RinseOff is a simple CLI utility written in C# to store data to a file and encrypt it using a keyfile. The name doesn't make a lot of sense, but it means you can "rinse" your data off by just overwriting a 32 byte key file instead of the normal "scrub" process of 1 or more passes over many files. It is mainly intended for scripts/apps to use. In the future I may make a FUSE wrapper so users can drop files into it. Internally it uses libsodium's secretbox and stores a unique nonce alongside the 32 byte key. # Build Build a standalone binary (change [runtime based on system](https://docs.microsoft.com/en-us/dotnet/core/rid-catalog)): `$ dotnet publish -p:PublishSingleFile=true --self-contained --runtime linux-x64` The binary will be somewhere like bin/Debug/[dotnet version]/[runtime version]/publish/rinseoffcli You can make a smaller binary by not bundling the runtime.
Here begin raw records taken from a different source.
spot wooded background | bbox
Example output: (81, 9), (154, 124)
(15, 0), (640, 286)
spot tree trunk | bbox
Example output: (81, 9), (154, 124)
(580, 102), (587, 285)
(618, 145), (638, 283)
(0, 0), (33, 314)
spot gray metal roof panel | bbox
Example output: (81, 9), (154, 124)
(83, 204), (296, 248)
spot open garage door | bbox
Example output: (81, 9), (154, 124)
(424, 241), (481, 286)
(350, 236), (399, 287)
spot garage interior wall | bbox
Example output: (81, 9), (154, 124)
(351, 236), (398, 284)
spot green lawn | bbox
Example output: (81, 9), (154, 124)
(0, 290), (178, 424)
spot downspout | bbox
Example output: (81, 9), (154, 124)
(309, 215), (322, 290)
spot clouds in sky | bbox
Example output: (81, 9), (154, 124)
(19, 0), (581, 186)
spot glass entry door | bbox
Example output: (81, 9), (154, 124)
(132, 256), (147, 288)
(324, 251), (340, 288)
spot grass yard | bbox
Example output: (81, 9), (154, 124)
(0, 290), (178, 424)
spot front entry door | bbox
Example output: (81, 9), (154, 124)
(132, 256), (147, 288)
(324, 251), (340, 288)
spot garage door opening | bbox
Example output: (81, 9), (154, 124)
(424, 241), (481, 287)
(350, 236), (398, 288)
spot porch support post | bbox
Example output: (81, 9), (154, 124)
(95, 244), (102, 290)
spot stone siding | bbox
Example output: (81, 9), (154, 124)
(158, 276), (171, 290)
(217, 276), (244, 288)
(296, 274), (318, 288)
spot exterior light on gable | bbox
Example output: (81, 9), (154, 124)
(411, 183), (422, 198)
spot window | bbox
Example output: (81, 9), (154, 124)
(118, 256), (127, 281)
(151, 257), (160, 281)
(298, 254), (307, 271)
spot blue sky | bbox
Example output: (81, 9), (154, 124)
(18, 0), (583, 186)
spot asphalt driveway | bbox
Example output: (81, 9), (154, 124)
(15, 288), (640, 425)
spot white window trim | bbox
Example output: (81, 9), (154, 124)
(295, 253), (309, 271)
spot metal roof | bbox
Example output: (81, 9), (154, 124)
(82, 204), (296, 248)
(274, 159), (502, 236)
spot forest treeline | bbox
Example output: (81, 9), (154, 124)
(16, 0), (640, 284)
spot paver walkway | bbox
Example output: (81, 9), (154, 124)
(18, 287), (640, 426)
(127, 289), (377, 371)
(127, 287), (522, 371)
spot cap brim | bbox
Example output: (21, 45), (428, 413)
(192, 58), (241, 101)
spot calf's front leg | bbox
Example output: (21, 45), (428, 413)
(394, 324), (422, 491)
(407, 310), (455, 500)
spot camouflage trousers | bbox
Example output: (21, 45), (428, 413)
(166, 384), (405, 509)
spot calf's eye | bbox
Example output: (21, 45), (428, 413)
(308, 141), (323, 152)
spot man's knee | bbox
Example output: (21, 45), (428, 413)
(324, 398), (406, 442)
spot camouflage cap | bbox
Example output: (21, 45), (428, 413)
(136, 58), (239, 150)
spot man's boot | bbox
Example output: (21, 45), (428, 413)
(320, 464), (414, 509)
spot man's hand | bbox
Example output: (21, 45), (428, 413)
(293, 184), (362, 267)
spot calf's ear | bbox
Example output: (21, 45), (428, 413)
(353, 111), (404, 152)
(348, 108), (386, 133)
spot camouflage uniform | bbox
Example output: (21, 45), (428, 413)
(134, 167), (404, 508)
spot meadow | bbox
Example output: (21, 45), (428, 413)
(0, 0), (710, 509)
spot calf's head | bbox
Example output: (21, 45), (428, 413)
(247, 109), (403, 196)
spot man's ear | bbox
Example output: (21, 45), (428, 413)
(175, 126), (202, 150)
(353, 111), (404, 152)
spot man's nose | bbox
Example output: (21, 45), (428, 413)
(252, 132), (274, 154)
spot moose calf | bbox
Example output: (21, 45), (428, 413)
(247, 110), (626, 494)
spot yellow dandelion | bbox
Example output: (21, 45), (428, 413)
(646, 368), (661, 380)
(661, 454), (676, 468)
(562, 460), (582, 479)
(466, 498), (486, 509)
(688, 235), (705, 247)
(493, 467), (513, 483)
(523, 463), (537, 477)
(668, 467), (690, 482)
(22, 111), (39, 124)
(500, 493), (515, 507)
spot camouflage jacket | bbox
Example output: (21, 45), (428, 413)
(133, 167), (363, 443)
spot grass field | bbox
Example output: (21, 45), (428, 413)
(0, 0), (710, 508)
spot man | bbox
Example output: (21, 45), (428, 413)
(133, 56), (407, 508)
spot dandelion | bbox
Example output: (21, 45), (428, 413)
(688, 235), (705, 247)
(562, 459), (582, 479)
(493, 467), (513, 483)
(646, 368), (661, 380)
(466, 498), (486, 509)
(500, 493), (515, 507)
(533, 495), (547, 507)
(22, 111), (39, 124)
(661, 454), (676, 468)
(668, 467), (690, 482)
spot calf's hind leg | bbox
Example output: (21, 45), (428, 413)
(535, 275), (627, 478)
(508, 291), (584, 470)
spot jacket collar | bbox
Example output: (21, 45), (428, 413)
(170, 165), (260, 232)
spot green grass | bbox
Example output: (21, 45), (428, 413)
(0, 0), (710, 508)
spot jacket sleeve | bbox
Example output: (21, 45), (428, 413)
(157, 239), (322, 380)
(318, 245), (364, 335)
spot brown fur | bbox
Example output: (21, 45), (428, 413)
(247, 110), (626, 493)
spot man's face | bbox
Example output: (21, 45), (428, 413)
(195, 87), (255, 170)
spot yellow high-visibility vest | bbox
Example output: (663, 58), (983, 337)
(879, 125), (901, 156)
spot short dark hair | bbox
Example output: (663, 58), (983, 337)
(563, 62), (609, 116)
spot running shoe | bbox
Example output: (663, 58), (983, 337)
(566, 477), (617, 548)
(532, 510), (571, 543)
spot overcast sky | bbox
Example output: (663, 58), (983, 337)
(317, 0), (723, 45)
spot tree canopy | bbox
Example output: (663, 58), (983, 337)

Or you can just "run" the project file: `$ dotnet run --project rinseoffcli` # Usage ## Generate your key file `$ rinseoffcli keygen /path/to/key` Store your key somewhere it can be securely erased (not flash storage if you can help it) [security.stackexchange.com/a/62591](https://security.stackexchange.com/a/62591) Be sure to make it accessible only to your user. ## Encrypt your data `$ rinseoffcli store /path/to/output /path/to/key` Then input the data to store through stdin. ## Load your data `$ rinseoffcli load /path/to/stored/data /path/to/key` If the key is valid, the plaintext will be outputted through stdout. if data path is "stdin" it will be read from pipe according ## Securely erase data `$ shred /path/to/key` `$ rm /path/to/datafile` # Warnings: The point of this utility is to help with defense in depth and to be better than nothing. **This does not hold up to serious data recovery experts who could quite possibly recover your key file** If the OS pages or swaps your plaintext or duplicates your key, you are probably doomed.